When I think of the word safari, I think of Africa, animals and jeeps - but this safari couldn't be more different. I've just come back from a 'safari' in the Dolomites and wow, what an experience.
Family-run Rosa Alpina
I stayed at one of our all time favourites, the family run Rosa Alpina, which I quickly fell in love with. I felt welcomed as if I was visiting someone's home, and the cosy décor was warm as well as chic. Rosa Alpina is home to one of Italy's best restaurants, the two Michelin starred St. Hubertus, where I feasted on an unforgettable meal. I also got to shake hands with the chef Norbert Niederkofler, and once the windows from the kitchen were opened to our table, we could see how it all fell together. Well ,maybe not 'fell together'...
Pistes to find your ski legs again
On our first day, we started on the Sella Ronda circuit - approximately 50km of wonderfully serviced pistes - perfect to get our ski legs back again. The reward at the end of our grueling day was the Italian speciality Bombardini, accompanied by a stunning sunset just above the village of San Cassiano. When we got back to the Rosa Alpina, I treated my tired muscles to a luxurious Jacuzzi before our delectable meal.
Wonderful gentle runs to Refugio Fuciade
On our second day, we were driven to Corvara to begin the next installment of our ski safari. We needed to reach Refugio Fuciade located near Passo San Pelegrino. There were some wonderful gentle runs again, as well as more challenging ones if you fancied it. I stuck to the gentle runs, as the scenery and experience of covering distance was one I wanted to savour. At the end, we were met by a snow cart and taken to the refuge to watch the sun set bright pink on the mountains behind us. We stayed the night in a dormitory at the refuge, which was comfortable and once again we were treated to a deliciously Italian feast of pasta and meats.
Beautifully serviced snow
Day three was an early start: a short snowcart took us back to the pistes where we started the next part of the traverse. Today we were heading East towards Alleghe and Passo Giau to find our second refuge for the night. Once again, the sun was shining and the snow beautifully serviced, so we were able to move quickly and enjoy lunch out on the terrace with a fantastic view of the mountains. Having covered some serious mileage, we arrived in time for the daily incredible sunset. You can see a theme - we were totally spoilt. The views from the refuge were breath taking and we were once again fed fantastically by the family who owned the refuge.
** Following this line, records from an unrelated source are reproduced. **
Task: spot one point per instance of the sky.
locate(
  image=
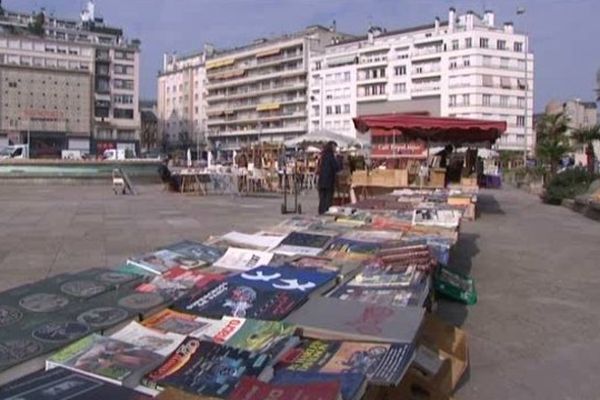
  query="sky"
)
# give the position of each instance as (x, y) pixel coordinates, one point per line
(564, 34)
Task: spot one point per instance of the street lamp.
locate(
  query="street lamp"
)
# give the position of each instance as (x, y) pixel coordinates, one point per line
(521, 11)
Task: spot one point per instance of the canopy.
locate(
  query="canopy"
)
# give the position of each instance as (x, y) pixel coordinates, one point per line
(436, 129)
(324, 136)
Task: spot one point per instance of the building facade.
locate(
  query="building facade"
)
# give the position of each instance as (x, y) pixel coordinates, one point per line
(181, 106)
(465, 67)
(258, 92)
(67, 84)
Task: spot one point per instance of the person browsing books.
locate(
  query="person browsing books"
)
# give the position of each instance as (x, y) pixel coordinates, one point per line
(328, 168)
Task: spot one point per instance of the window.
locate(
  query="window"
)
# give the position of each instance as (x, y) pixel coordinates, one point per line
(399, 87)
(518, 46)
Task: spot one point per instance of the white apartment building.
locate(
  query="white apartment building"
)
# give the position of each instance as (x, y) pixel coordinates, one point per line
(258, 92)
(181, 107)
(68, 84)
(465, 67)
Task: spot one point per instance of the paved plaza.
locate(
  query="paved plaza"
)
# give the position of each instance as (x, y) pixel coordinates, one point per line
(535, 333)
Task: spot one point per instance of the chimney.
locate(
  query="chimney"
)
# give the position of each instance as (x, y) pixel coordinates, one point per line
(489, 18)
(451, 19)
(470, 20)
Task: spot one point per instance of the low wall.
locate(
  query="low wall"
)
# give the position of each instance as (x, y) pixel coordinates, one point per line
(40, 171)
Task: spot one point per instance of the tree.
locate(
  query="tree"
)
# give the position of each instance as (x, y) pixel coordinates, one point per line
(586, 136)
(37, 27)
(552, 140)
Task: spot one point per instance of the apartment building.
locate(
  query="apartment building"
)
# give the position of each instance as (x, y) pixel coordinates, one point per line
(67, 83)
(258, 92)
(181, 106)
(467, 67)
Unbelievable frozen waterfall
The following day, we were instructed to head towards Cortina d'Ampezzo. Part of the journey involved being towed along by a horse at the bottom of the valley and skiing past a frozen waterfall. We finished the safari in the town of Cortina and checked in to the fabulous Cristallo Palace where we went on to dinner at the Michelin starred Ristorante Tivoli.
Three things about the Dolomites:
1. The panoramas in the Italian Dolomites are very hard to describe, and are so much more amazing in real life.
2. A ski safari is much more energetic than an African safari.
3. The Italians eat and drink the most amazing food.